Was he really doing this because those months and months of having no words to put on the page had made him desperate? Desperate enough to ask this of me? Or, was he just trying to hurt me? Or, was breaking my heart the only way he could restore his own creative soul?

I doubt he knew the answer any more than I did. He was kind to me when we were together, rubbing my shoulders as he passed, offering me cups of tea, cooking dinner a few nights in a row. Almost as though I had the flu. But he didn’t ask how I was doing under this new arrangement of ours, and we never mentioned Nora.

On my own, I avoided her as much as I could, heading indoors with a quick wave if I spotted her while I was outside, making excuses to suspend our dinners for four.
I’m not feeling well in the evenings these days
, and
Things are going so well. I haven’t been able to pull myself away from working, even after sunset
.

All untrue. Physically, I felt fine. And my work had all but stopped by then.

It was a mystery to me where Alison stood in all of this. We did try a walk together again, our first in ages, but I wanted to wring her neck as she spoke of Nora’s
work
with Owen, alighting each time on the notion of
the child
needing a father figure in her life. I did not wring her neck, though, or even audibly question her view. To do so was to break my promise to Owen. So I just wondered, mystified. Had she really blinded herself so successfully to the fact that her daughter was in love with my husband and he half in love with her? Was it possible that she had? Likely that she had? I had no idea. What did I know of maternal delusions? The only person who had ever idealized me was Owen, and I could barely remember that.

“C
an we talk?” Alison asked at my kitchen door, the afternoon of December twenty-first.

“Of course.”

She dropped her coat on a kitchen chair. It slid to the floor and she picked it up. “Let’s go in the living room,” I said. “There’s a fire.”

“N
ora and I had a conversation yesterday.” She looked away while I settled on the orange chair. “I know you’ve been angry and I don’t know if you can understand this, but I only did what I thought … I just, I just honestly thought that … I believed everything I told you all along. I wasn’t lying to you.”

“Alison, I’m lost.” She looked distraught, and also drained somehow.

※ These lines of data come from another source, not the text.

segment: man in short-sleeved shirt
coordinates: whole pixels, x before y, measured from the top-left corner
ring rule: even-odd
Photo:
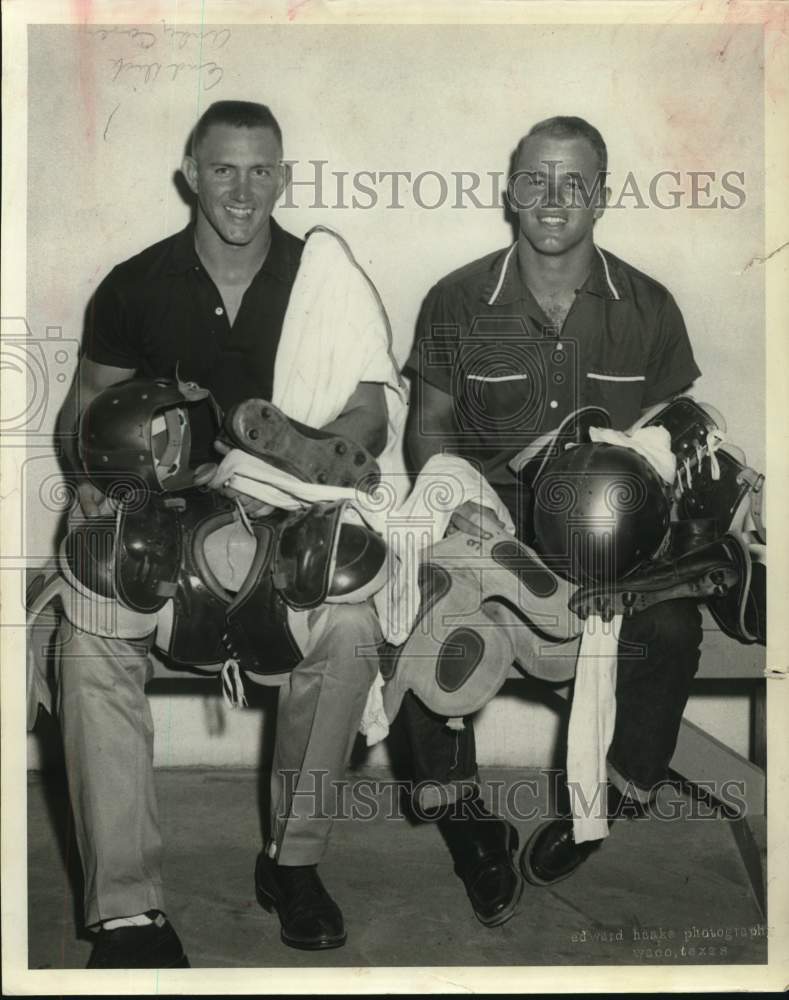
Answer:
[[[271,398],[274,359],[303,240],[269,221],[271,244],[231,322],[197,254],[194,227],[114,267],[93,297],[84,354],[138,375],[173,376],[211,390],[223,410]]]
[[[526,540],[528,505],[509,459],[582,406],[605,408],[625,430],[700,374],[671,294],[594,242],[606,169],[605,143],[587,122],[536,125],[519,143],[509,186],[517,242],[430,290],[406,366],[413,470],[442,450],[478,463]],[[464,504],[455,523],[472,532],[500,527],[475,504]],[[698,666],[698,609],[690,601],[657,605],[627,619],[621,640],[641,644],[645,655],[630,647],[628,656],[620,645],[613,807],[648,802],[665,776]],[[414,777],[445,786],[445,799],[460,797],[440,822],[474,911],[485,924],[503,923],[522,888],[511,860],[517,839],[477,796],[471,720],[450,730],[412,694],[403,715]],[[571,821],[557,820],[527,846],[521,868],[530,881],[551,884],[589,853],[574,843]]]
[[[104,278],[87,316],[83,355],[92,365],[152,378],[178,377],[210,390],[223,411],[242,399],[271,399],[274,361],[303,240],[269,221],[271,245],[238,312],[195,249],[194,227],[169,236]],[[101,369],[99,369],[101,370]],[[211,441],[210,415],[196,407],[193,440]],[[195,461],[215,459],[211,450]]]
[[[260,104],[211,105],[195,127],[183,172],[196,195],[195,223],[118,265],[101,283],[62,416],[69,430],[91,399],[135,374],[173,377],[177,370],[210,389],[223,409],[271,398],[303,248],[271,218],[287,176],[276,119]],[[207,429],[193,426],[193,438],[210,442]],[[379,454],[387,435],[383,387],[359,382],[324,429]],[[200,457],[216,455],[190,460]],[[100,491],[87,479],[78,489],[83,513],[99,513]],[[265,507],[249,497],[239,502],[251,517]],[[271,831],[258,855],[255,889],[263,905],[276,909],[285,944],[320,950],[346,938],[317,864],[332,827],[332,789],[344,776],[378,672],[380,628],[369,602],[323,605],[314,615],[319,638],[279,691]],[[98,932],[91,968],[188,964],[164,912],[153,721],[144,691],[152,643],[152,635],[127,641],[73,629],[57,644],[85,924]]]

Her clothes, a dark blue jumper over a black turtleneck, seemed askew, her curls, unbrushed, were a great unruly mess. And she wasn’t wearing lipstick, I realized. For the first time ever. Even when I had picked her up at the hospital, her lips had shone coral, light. Even when she had stayed at our house supposedly frightened for her life. “I don’t know what you’re telling me,” I said.

“Right. Of course.” She took a deep breath. “I haven’t encouraged her … Truly, I would never have done that. I’ve just wanted Nora to know there are men in the world who … who aren’t bad.”

I couldn’t tell where we were headed. “I know that,” I said. “You’ve been saying that for weeks.”

“I didn’t encourage her. But … Gus, I don’t have any excuses, I just so badly wanted her to stay here.”

“I don’t understand,” I said—meaning more than one thing.

“I saw what I wanted to see,” she said. “I … I should have done more. I … I wanted her here. Away from Paul.”

I didn’t speak, just tried to take it in.

“He loves you so much, Gus. I knew Owen would never cheat.”

“What do you mean you didn’t encourage her? What are you apologizing for, then?”

“She’s such a hurt person. I know she doesn’t seem it all the time. Or maybe ever, to you. But she is. She’s never had a steady platform. Not really. I just … Truly I never egged it on, I just didn’t tell her to stop. Not the way I should have. And I … I’m not blind. But I did think it was just a silly crush. And then, yesterday,
she told me she had spoken to Owen. Before you and he went to the Cape. And I realized that even after she … declared herself, he still hadn’t sent her away. That he knew how she felt, and he hadn’t sent her away.”